Results 1 to 12 of 12

Thread: Modern fast hashes with CRC-like ability to get desired output?

  1. #1
    Member
    Join Date
    Apr 2019
    Location
    Home
    Posts
    7
    Thanks
    4
    Thanked 0 Times in 0 Posts

    Modern fast hashes with CRC-like ability to get desired output?

    With CRC you can change a few bytes or bits in a stream to get any desired output value (ref 1, ref 2).
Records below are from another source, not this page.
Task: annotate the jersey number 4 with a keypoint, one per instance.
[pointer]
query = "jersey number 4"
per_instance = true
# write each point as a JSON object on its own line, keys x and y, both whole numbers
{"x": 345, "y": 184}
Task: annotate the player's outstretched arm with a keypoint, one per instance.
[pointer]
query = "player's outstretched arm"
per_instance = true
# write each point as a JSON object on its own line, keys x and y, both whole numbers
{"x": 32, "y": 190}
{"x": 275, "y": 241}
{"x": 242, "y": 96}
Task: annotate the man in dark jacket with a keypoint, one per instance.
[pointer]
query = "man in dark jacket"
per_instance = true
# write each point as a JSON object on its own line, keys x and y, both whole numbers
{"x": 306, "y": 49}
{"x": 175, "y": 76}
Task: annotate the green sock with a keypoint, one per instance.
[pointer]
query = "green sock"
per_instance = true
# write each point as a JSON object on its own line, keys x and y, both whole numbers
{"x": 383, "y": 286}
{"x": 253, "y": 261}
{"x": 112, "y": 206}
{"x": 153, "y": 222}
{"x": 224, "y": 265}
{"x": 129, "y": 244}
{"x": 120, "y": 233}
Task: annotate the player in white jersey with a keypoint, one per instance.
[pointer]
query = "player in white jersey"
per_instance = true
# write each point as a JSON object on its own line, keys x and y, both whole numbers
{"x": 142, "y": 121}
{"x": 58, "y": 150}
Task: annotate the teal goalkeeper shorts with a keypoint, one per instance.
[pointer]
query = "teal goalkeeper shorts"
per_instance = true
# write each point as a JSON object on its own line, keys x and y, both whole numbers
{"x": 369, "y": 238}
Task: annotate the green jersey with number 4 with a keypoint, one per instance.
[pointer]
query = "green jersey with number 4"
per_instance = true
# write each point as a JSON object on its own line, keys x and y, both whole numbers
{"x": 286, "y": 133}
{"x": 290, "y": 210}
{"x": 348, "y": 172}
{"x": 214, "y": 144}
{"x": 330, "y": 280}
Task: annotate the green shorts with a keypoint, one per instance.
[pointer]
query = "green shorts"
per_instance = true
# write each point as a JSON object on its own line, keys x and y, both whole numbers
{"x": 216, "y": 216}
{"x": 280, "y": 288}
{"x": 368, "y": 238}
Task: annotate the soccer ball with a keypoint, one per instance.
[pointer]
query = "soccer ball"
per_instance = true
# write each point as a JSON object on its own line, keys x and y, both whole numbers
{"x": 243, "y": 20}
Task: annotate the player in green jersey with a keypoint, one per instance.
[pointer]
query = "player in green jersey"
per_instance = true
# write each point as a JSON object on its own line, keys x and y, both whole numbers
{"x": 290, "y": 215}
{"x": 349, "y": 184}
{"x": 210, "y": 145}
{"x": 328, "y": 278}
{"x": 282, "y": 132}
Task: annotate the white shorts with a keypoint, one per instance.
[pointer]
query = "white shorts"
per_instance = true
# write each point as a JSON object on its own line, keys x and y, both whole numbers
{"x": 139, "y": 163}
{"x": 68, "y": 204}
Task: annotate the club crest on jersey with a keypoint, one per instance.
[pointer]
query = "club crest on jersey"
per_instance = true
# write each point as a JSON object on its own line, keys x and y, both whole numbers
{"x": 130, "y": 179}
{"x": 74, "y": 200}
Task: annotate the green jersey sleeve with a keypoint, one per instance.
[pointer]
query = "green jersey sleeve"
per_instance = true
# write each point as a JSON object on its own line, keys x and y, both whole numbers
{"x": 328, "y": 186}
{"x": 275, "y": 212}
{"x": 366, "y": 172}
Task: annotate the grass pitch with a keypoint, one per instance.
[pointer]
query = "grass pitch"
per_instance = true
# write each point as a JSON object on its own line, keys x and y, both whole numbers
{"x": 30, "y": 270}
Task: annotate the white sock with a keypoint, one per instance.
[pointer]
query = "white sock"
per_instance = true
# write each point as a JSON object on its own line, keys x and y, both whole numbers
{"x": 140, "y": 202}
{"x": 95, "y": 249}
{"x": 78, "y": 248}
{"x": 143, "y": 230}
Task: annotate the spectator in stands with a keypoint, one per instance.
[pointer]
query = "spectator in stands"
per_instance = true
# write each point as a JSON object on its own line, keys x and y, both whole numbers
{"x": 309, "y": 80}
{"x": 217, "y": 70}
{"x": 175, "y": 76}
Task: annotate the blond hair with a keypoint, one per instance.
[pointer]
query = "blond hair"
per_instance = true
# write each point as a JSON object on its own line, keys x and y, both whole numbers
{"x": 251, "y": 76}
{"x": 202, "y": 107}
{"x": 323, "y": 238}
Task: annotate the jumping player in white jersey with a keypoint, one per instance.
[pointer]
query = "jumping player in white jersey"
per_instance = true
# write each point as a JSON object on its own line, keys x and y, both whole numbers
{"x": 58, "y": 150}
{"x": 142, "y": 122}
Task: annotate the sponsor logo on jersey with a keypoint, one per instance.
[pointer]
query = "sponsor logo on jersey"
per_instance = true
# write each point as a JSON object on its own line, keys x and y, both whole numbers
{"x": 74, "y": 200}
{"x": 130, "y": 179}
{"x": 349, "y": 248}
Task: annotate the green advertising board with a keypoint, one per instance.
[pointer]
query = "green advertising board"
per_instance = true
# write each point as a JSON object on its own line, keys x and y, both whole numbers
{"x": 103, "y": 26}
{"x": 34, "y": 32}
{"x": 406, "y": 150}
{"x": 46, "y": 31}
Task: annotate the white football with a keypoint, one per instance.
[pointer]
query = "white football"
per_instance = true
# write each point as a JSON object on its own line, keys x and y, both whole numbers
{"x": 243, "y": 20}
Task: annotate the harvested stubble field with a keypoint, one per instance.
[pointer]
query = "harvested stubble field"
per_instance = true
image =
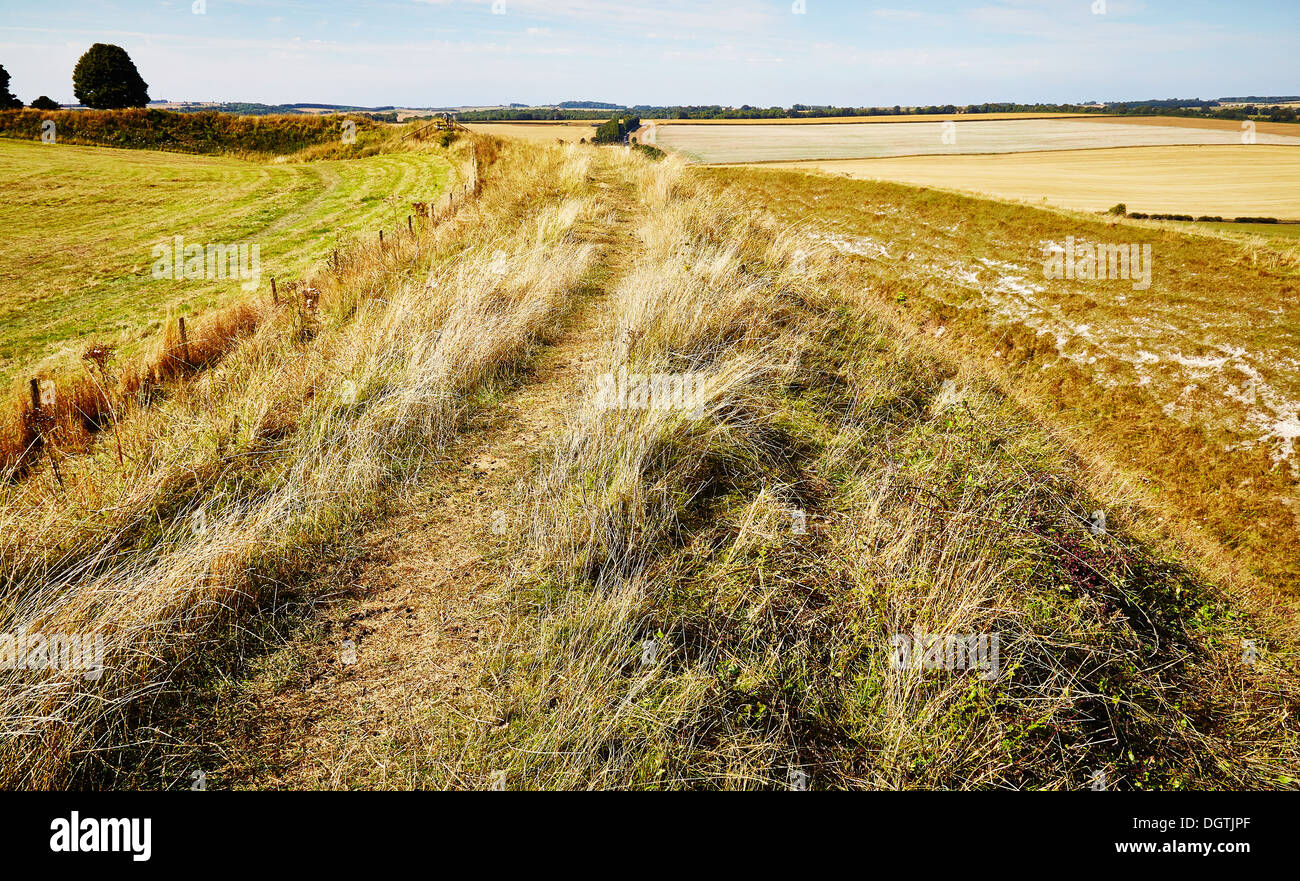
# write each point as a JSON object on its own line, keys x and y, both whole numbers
{"x": 79, "y": 225}
{"x": 1190, "y": 390}
{"x": 758, "y": 143}
{"x": 553, "y": 131}
{"x": 432, "y": 555}
{"x": 1265, "y": 181}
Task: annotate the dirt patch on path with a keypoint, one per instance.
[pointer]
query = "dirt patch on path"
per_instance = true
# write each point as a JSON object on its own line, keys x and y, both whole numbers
{"x": 401, "y": 649}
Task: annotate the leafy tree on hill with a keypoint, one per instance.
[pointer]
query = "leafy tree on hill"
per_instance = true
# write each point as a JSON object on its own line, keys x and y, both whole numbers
{"x": 615, "y": 130}
{"x": 8, "y": 102}
{"x": 105, "y": 79}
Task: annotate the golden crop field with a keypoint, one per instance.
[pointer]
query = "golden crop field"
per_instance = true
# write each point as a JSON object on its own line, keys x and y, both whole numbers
{"x": 1265, "y": 179}
{"x": 771, "y": 143}
{"x": 859, "y": 120}
{"x": 567, "y": 131}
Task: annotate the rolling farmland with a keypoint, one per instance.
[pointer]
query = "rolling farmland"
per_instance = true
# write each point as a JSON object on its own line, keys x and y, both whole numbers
{"x": 566, "y": 131}
{"x": 1149, "y": 179}
{"x": 759, "y": 143}
{"x": 81, "y": 224}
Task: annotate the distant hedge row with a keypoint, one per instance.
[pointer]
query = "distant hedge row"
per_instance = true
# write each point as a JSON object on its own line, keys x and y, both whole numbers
{"x": 185, "y": 133}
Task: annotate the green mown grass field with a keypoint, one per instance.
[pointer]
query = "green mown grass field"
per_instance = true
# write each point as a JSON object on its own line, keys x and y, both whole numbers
{"x": 79, "y": 225}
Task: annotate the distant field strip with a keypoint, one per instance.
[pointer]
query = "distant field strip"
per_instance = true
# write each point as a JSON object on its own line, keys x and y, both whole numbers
{"x": 1236, "y": 181}
{"x": 78, "y": 226}
{"x": 771, "y": 143}
{"x": 566, "y": 131}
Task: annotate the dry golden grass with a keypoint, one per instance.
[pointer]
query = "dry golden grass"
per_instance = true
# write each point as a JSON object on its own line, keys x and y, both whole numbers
{"x": 234, "y": 476}
{"x": 1188, "y": 387}
{"x": 1265, "y": 179}
{"x": 659, "y": 620}
{"x": 932, "y": 506}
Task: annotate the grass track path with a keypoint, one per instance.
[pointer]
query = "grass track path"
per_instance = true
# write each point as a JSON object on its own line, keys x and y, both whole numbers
{"x": 428, "y": 589}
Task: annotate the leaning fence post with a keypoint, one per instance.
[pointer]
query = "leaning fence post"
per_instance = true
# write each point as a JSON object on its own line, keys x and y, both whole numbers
{"x": 185, "y": 341}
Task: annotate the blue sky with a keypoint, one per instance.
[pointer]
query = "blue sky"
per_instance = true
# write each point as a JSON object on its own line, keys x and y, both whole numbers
{"x": 453, "y": 52}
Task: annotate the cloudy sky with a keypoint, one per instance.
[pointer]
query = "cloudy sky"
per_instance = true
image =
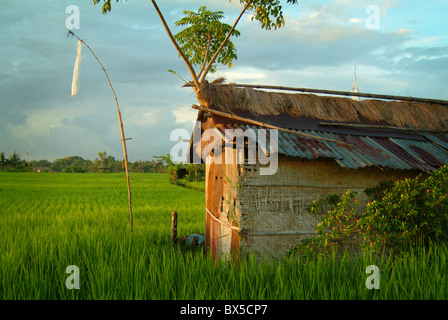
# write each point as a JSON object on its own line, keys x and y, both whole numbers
{"x": 404, "y": 52}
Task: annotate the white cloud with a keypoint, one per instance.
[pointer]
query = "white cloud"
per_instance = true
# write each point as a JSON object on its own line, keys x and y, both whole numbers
{"x": 185, "y": 115}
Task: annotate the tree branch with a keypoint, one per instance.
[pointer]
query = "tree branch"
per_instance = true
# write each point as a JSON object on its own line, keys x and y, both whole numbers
{"x": 210, "y": 63}
{"x": 190, "y": 67}
{"x": 123, "y": 139}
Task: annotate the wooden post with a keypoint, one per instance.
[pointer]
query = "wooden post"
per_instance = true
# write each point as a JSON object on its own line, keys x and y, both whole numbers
{"x": 174, "y": 226}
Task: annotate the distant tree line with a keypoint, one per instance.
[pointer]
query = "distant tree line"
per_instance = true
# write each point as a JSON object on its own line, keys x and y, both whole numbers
{"x": 181, "y": 173}
{"x": 103, "y": 163}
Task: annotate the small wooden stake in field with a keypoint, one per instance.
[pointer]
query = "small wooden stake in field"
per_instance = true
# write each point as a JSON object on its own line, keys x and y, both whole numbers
{"x": 174, "y": 226}
{"x": 123, "y": 139}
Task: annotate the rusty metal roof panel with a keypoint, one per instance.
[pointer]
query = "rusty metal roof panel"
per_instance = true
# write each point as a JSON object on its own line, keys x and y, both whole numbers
{"x": 358, "y": 151}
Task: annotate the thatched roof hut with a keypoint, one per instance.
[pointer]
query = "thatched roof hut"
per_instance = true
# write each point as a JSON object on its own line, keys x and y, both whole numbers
{"x": 326, "y": 145}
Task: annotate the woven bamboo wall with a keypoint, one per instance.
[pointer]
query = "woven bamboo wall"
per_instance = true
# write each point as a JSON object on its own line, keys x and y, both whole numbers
{"x": 272, "y": 209}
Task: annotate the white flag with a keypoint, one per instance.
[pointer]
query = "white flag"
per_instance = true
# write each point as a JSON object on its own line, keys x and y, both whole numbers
{"x": 355, "y": 87}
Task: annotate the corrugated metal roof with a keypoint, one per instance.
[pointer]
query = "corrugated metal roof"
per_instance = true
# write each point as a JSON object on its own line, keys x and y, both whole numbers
{"x": 362, "y": 151}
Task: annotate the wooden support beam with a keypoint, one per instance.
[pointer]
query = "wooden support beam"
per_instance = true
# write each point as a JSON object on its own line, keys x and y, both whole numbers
{"x": 372, "y": 126}
{"x": 173, "y": 225}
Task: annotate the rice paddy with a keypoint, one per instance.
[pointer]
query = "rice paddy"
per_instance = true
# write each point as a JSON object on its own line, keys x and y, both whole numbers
{"x": 51, "y": 221}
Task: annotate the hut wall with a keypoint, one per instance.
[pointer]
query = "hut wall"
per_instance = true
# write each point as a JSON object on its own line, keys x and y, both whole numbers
{"x": 272, "y": 209}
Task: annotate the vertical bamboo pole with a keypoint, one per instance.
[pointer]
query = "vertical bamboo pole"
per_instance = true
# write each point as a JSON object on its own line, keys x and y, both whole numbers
{"x": 123, "y": 139}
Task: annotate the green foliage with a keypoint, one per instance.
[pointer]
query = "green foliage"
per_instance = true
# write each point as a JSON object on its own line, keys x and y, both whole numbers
{"x": 337, "y": 227}
{"x": 181, "y": 173}
{"x": 268, "y": 12}
{"x": 49, "y": 222}
{"x": 410, "y": 211}
{"x": 203, "y": 37}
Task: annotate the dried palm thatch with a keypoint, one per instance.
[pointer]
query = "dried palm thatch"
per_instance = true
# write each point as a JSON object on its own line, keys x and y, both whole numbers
{"x": 396, "y": 113}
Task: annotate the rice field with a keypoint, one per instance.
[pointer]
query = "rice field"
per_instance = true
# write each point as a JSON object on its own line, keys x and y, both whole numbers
{"x": 51, "y": 221}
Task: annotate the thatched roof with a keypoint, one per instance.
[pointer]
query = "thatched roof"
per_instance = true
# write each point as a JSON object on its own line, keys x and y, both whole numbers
{"x": 327, "y": 108}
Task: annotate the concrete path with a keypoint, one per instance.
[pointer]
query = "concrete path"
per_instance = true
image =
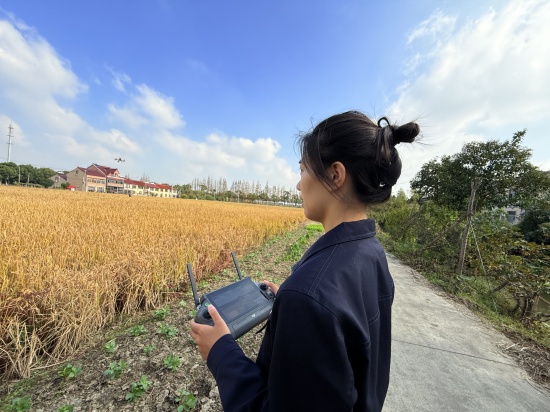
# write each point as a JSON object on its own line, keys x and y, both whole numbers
{"x": 445, "y": 359}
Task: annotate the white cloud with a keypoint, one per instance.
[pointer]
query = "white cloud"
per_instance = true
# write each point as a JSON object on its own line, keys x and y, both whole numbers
{"x": 30, "y": 67}
{"x": 119, "y": 80}
{"x": 148, "y": 106}
{"x": 37, "y": 87}
{"x": 438, "y": 26}
{"x": 486, "y": 80}
{"x": 231, "y": 157}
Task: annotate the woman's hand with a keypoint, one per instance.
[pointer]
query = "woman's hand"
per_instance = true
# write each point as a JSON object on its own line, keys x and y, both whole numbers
{"x": 205, "y": 335}
{"x": 274, "y": 288}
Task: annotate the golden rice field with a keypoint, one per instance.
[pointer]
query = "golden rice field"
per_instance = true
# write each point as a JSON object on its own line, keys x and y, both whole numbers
{"x": 70, "y": 262}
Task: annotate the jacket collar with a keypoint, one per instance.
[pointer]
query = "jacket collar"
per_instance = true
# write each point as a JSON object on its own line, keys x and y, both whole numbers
{"x": 344, "y": 232}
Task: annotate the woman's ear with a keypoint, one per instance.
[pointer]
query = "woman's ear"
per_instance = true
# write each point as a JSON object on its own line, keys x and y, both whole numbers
{"x": 337, "y": 172}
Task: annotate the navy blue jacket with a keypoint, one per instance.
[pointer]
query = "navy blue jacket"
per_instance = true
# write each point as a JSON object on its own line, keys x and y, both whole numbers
{"x": 327, "y": 343}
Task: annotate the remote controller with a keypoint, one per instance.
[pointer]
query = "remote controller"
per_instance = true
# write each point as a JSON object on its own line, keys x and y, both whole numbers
{"x": 242, "y": 305}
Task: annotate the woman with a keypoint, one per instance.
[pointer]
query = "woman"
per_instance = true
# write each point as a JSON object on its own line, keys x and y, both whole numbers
{"x": 327, "y": 343}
    Are there any modern fast hashes with a similar ability?

  2. #2
    Administrator Shelwien's Avatar
    Join Date
    May 2008
    Location
    Kharkov, Ukraine
    Posts
    3,134
    Thanks
    179
    Thanked 921 Times in 469 Posts
    Its called hash collision, you can get "desired output" from any hash function, simply because it has limited output size, but unlimited input.
    Of course, for cryptographic hashes its quite expensive. (See http://shattered.io/)
    But any of the "fast hashes" can be cracked.
    As to the method, its like this:
    1) See how https://github.com/Shelwien/sudoku-cbmc works
    2) Replace condition which has to be satisfied to reach "match" label with hash function of your choice
    3) Run CBMC

  3. #3
    Member
    Join Date
    Apr 2019
    Location
    Home
    Posts
    7
    Thanks
    4
    Thanked 0 Times in 0 Posts
    I don't mean brute forcing. The above refs on CRC are about directly calculating the needed data modification.

  4. #4
    Administrator Shelwien's Avatar
    Join Date
    May 2008
    Location
    Kharkov, Ukraine
    Posts
    3,134
    Thanks
    179
    Thanked 921 Times in 469 Posts

  5. #5
    Administrator Shelwien's Avatar
    Join Date
    May 2008
    Location
    Kharkov, Ukraine
    Posts
    3,134
    Thanks
    179
    Thanked 921 Times in 469 Posts
    As a demo, here I did xxhash64: http://nishi.dreamhosters.com/u/xxhash64_0.rar
    Code:
    Z:\xxhash64_0>test.bat
    aaaaaaaaaaaaaaaa  sample1   8 bytes               0.828s
    deadbeef0badf00d  sample2   8 bytes               0.813s
    deadbeef0badf00d  sample3  12 bytes charset=[A-z] 10.515s
    0123456789abcdef  sample4  16 bytes charset=[0-Z] 8670.453s
    Its tricky, because CBMC is not very stable, but its possible.
    For example, finding 8 bytes of data for a given hash value without charset limit takes 0.8s here.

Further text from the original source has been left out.